The words don't match, so the document disappears — even when it contains exactly what you were looking for.
Every word becomes a coordinate
Semantic search works differently. A language model — Voyage AI's voyage-3 — reads a piece of text and produces a list of 1,024 numbers called an embedding. These numbers encode meaning: the concepts present, the context, the relationships between ideas.
The phrase "road maintenance on Petaluma Blvd" produces an embedding close to "pavement resurfacing program" — because the model has learned they refer to the same thing. The words differ; the coordinates are nearby.
Meaning clusters in space
Visualize every document as a point in a 1,024-dimensional space. Documents about similar topics end up close together — not because they share words, but because they share meaning.
Search for "housing affordability" and your query lands in a cluster of agenda items and council votes about zoning, density bonuses, and developer fees. Ask about "environmental review" and the cluster shifts toward planning commission minutes and General Plan ordinances.
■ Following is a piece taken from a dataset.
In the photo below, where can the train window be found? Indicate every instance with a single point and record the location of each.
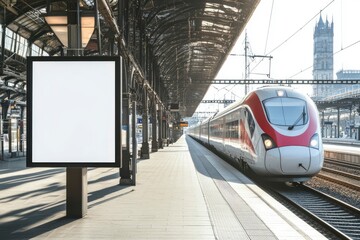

The dashed ring shows what "nearby" looks like — the documents most likely to contain your answer.
5,404 documents, all indexed
Every document in Petaluma Civic has been processed through Voyage AI and stored as a 1,024-dimensional vector in PostgreSQL, using the pgvector extension.
That's 1,900 ordinances going back decades. 1,443 agenda items from recent meetings. 1,506 chunks of spoken council transcript. 555 segments from meeting minutes PDFs — all chunked, embedded, and waiting for your question.
When new meetings happen, new documents are added to the index within days.
Three steps from question to answer
When you type a question, three things happen in under a second.
First, your question is embedded into the same 1,024-dimensional space as the documents. Then pgvector finds the 8 closest chunks by cosine similarity — the documents that most closely "mean" what you asked. Finally, Claude reads those 8 chunks and synthesizes an answer.
No hallucination. Every claim in the answer comes directly from a real Petaluma city document — which you can request as a source citation.
Ask the questions you actually have
This works for the kinds of questions that frustrate traditional government search: questions where you know what you mean, but not how the city recorded it.
Ask about council votes, permit history, budget decisions, zoning rules, developer agreements. Ask follow-ups. The examples shown are illustrative, but the documents are real — all from official City of Petaluma records.